Un peu plus de deux semaines après la présentation du plan de lutte contre les filières djihadistes, l'heure est à l'action. Sept jeunes Français partis mener le djihad en Syrie en décembre dernier, et revenus en France depuis un mois, ont été interpellés mardi matin, dans leur quartier à Strasbourg, dans le Bas-Rhin. Les individus, âgés de 23 à 25 ans, sont depuis en garde à vue pour une durée maximale de 96 heures. Ils ont quitté Strasbourg peu après 18 heures pour être transférés à Levallois-Perret, au siège de la DGSI, chargée de l'enquête depuis novembre.

Comment s'est déroulé le coup de filet ? L'opération menée par les membres du Raid et du GIPN s'est déroulée vers 6 heures, devant une barre d'immeubles. La demi-douzaine de policiers cagoulés et armés sont intervenus principalement dans un immeuble de quatre étages, du quartier de la Meinau, à Strasbourg. Et plusieurs véhicules d'intervention étaient visibles devant ces logements. "Conduite dans un cadre judiciaire par la nouvelle Direction générale de la sécurité intérieure (DGSI) appuyée par le Raid, l'opération s'est parfaitement déroulée", a précisé Bernard Cazeneuve.

Écoutez le récit du coup de filet par notre correspondant sur place :

Strasbourg : coup de filet anti-djihadistes en...par Europe1fr

Sur quoi porte l'enquête ? Depuis novembre 2013, une juge antiterroriste enquête sur une filière bien organisée de départs vers la Syrie. Pendant leur garde à vue, les sept Strasbourgeois vont être interrogés sur leur parcours en Syrie. Les policiers de la DGSI vont notamment tenter de savoir s'ils ont rejoint des camps d'entrainement, ou s'ils ont combattu. Les djihadistes présumés devraient également être interrogés sur le rôle clef d'un homme, un Français de 29 ans originaire de Haute-Savoie, qui se trouve toujours en Syrie.
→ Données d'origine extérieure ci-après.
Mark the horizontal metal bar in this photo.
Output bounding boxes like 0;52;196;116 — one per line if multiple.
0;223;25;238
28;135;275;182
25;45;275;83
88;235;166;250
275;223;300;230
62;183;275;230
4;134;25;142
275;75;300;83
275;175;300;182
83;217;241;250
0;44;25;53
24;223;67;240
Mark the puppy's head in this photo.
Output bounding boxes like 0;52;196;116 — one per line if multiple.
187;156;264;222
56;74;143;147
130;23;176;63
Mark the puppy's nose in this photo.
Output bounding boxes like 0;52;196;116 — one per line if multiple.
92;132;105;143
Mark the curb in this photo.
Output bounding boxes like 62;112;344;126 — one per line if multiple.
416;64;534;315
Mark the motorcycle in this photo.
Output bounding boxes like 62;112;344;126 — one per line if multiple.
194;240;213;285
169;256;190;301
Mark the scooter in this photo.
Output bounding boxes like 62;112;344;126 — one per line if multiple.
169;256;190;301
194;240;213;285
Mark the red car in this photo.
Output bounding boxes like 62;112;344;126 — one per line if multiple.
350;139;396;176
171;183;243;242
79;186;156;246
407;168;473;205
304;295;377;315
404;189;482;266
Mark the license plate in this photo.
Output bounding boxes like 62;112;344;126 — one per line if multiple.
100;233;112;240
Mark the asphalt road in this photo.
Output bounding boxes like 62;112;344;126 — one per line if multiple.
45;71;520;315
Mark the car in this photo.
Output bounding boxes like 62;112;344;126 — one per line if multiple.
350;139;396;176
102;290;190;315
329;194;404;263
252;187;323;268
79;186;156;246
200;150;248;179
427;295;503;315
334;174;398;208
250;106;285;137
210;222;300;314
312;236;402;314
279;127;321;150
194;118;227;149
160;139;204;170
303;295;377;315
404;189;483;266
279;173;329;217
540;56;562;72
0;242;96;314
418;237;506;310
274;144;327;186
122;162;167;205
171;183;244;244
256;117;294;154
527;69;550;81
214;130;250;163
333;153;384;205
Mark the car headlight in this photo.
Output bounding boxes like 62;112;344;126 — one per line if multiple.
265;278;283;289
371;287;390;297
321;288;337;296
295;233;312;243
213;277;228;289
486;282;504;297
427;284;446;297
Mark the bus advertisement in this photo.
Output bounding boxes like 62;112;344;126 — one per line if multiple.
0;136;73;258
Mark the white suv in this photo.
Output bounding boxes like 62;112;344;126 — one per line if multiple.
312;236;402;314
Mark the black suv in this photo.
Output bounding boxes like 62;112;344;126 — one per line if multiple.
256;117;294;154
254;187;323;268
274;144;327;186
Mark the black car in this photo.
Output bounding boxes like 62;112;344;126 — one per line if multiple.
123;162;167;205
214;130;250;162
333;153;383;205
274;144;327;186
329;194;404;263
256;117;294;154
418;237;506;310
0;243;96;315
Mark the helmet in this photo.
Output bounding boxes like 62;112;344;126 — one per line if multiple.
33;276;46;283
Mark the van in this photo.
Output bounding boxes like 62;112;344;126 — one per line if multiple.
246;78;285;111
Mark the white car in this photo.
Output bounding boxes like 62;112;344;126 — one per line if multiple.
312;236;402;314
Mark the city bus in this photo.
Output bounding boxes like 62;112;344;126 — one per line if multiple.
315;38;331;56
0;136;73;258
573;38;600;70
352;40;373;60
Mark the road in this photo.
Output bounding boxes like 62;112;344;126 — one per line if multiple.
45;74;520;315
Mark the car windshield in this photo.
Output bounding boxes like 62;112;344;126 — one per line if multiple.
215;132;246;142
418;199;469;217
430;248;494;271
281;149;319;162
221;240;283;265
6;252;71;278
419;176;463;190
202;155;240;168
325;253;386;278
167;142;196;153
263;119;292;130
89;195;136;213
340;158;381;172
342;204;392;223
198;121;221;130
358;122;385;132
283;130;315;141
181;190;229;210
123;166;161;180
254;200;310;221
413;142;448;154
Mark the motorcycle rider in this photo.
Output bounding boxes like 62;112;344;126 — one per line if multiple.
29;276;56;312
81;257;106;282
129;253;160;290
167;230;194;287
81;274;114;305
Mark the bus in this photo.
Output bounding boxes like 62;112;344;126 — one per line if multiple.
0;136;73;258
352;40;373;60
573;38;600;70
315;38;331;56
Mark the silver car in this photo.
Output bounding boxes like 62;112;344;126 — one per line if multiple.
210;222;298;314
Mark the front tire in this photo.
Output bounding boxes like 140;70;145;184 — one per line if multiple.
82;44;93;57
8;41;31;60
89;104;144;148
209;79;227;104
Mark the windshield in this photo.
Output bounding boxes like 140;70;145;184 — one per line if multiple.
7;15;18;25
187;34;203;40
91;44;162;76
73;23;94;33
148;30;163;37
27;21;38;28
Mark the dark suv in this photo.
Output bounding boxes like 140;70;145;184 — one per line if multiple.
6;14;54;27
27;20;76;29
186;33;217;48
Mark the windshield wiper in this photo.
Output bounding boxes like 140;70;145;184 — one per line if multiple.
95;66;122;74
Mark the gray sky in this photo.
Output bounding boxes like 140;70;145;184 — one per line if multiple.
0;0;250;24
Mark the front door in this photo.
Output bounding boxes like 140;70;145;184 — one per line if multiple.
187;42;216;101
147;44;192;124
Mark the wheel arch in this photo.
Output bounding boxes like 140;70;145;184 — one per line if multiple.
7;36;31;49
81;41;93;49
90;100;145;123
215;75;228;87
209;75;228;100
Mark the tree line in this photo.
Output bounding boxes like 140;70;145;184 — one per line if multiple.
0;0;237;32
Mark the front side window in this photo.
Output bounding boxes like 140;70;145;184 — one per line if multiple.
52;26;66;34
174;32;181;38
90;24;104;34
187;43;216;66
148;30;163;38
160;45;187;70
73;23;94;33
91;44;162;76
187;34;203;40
Celui qui se fait appeler Mourrad al-Faransi (Mourrad "le Français) est considéré comme une sorte de pivot propagandiste chargé de recruter des candidats au djihad via Internet et les réseaux sociaux. Son nom apparaît dans de nombreux autres dossiers dont le cas particulièrement polémique des deux adolescents Toulousains récupérés par leurs proches après un bref séjour en Syrie, en janvier dernier. 

Dans ce même dossier , quatre personnes ont déjà été mises en examen en mars. Il s'agit de trois hommes et d'une femme qui vivaient en région parisienne et qui étaient en contact avec le front Al Nosra, l'une des branches d'Al Qaida en Syrie. Tout comme les individus interpellés mardi matin.

L'immeuble où six apprentis djihadistes ont été interpellés à Strasbourg

© Max PPP

Qu'est-il reproché aux jeunes interpellés ? Leur périple a débuté mi-décembre. Quatorze jeunes hommes font croire à leurs parents qu'ils se rendent de l'autre côté de la frontière française, à Francfort, en Allemagne, avant de prendre des vacances à Dubaï. Mais en réalité, ils prennent l’avion pour Antalya, au sud de la Turquie. De là, via un réseau, ils rejoignent d'autres djihadistes dans un camp d’entraînement, avec pour destination finale la Syrie. Aujourd'hui, outre les sept suspects interpellés Strasbourg, certains membres sont toujours en Syrie alors que d'autres, deux frères, y ont laissé la vie. 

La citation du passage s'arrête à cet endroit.